Read more: TStarBots: Defeating the Cheating Level Builtin AI in StarCraft II in the Full Game (Arxiv).
AI Policy with Matthew van der Merwe:
…Matthew van der Merwe has kindly offered to write some sections about AI & Policy for Import AI. I’m (lightly) editing them. All credit to Matthew, all blame to me, etc. Feedback: jack@jack-clark.net…
AI leads to a more multipolar world, says political science professor:
Michael Horowitz, a professor of political science and associated director of Perry World House at the University of Pennsylvania, argues that AI could favor smaller countries in contrast to the technological developments that have made the US and China the world’s superpowers. Military uses of AI could allow countries to catch up with the US and China, he says, citing the lower barriers to building military AI systems vs traditional military hardware, such as fighter jets.

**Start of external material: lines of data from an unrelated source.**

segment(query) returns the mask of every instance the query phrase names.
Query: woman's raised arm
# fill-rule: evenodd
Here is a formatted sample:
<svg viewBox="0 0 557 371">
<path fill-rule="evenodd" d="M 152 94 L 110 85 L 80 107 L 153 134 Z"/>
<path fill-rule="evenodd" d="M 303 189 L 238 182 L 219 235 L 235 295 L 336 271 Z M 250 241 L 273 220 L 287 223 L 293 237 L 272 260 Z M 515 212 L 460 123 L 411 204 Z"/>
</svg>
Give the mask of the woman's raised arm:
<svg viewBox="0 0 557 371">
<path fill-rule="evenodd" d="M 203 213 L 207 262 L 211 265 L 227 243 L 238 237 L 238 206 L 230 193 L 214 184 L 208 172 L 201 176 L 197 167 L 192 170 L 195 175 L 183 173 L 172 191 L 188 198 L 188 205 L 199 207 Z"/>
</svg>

Why it matters: An AI arms race is a bad outcome for the world, insofar as it encourages countries to prioritize capabilities over safety and robustness. It’s unclear whether a race between many parties would be better than a classic arms race. I’m not convinced of Horowitz’s assessment that the US and China are likely to be overtaken by smaller countries. While AI is certainly different to traditional military systems, the world’s military superpowers have both the resources and incentives to seek to sustain their lead.
Read more: The Algorithms of August (Foreign Policy).
Tech Tales:
And so we all search for signals given to us by strange machines, hunting rats between buildings, searching for nests underground, operating via inferred maps and the beliefs of something we have built but do not know.

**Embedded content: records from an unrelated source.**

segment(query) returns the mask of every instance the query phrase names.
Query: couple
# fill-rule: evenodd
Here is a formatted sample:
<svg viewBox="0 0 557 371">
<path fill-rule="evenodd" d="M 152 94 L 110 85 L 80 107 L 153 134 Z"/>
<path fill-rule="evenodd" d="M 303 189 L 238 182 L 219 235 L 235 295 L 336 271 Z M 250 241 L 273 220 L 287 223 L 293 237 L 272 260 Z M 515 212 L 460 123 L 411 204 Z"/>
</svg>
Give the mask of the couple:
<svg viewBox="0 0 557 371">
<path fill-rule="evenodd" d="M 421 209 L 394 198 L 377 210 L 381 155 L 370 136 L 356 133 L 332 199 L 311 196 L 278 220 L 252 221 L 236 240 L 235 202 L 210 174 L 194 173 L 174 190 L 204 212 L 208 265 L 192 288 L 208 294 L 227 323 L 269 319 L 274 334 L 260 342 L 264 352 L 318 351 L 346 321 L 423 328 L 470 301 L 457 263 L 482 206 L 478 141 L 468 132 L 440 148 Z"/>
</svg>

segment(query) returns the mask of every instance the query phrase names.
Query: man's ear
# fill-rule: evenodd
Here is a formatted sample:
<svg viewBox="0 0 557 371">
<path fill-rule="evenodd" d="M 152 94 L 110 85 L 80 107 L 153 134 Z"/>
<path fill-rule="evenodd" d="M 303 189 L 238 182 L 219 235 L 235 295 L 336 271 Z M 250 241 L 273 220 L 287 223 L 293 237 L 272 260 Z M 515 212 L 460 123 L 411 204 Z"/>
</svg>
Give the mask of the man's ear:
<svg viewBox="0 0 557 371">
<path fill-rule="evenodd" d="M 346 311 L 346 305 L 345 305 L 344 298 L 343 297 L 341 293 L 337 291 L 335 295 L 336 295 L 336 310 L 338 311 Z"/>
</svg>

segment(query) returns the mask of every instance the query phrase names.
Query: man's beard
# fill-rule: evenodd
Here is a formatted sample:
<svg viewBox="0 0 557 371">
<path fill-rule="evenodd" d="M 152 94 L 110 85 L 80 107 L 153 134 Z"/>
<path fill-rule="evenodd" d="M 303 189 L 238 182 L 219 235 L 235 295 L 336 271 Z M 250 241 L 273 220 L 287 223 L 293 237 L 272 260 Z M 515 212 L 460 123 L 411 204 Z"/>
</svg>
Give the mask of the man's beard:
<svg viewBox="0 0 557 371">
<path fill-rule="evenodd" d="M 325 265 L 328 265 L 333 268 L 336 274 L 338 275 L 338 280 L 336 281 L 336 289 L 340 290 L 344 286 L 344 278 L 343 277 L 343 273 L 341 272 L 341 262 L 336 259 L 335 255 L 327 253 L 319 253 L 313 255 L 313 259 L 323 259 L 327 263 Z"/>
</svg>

The rats are happy today. I know this because the machine told me. It detected them waking up and, instead of emerging into the city streets, going to a cavern in their underground lair where – it predicts with 85% confidence – they proceeded to copulate and therefore produce more rats. The young rats are believed – 75% confidence – to feed on a mixture of mother-rat-milk, along with pizza and vegetables stolen from the city they live beneath. Tomorrow the rats will emerge (95%) and the likelihood of electrical outages from chewed cables will increase (+10%) as well as the need to contract more street cleaning to deal with their bodies (20%).
One day we’ll go down there, to those rat warrens that the machine has predicted must exist, and we will see what they truly do. But for now we operate our civil services on predictions made by our automated AI systems. There is an apocryphal story we tell of civil workers being led to caverns that contain only particularly large clumps of mold (rat lair likelihood prediction: 70%) or to urban-river-banks that contain a mound of skeletons, gleaming under moonlight (rat breeding ground: 60%.; in fact, a place of mourning). But there are also stories of people going to a particular shuttle on a rarely-used steamroller and finding a rat nest (prediction: 80%) and of people going to the roof of one of the tallest buildings in the city and finding there a rat boneyard (prediction: 90%).
Because of the machine’s overall efficiency there are calls for it to be rolled out more widely. We are currently considering adding in other urban vermin, like pigeons and raccoons and, at the coasts, seabirds. But what I worry about is when they might turn such a system on humans. What does AI-augmented human management look like? What might it predict about us?
Things that inspired this story: Rats, social control via AI, glass cages, reinforcement learning, RL-societies, adaptive bureaucracy.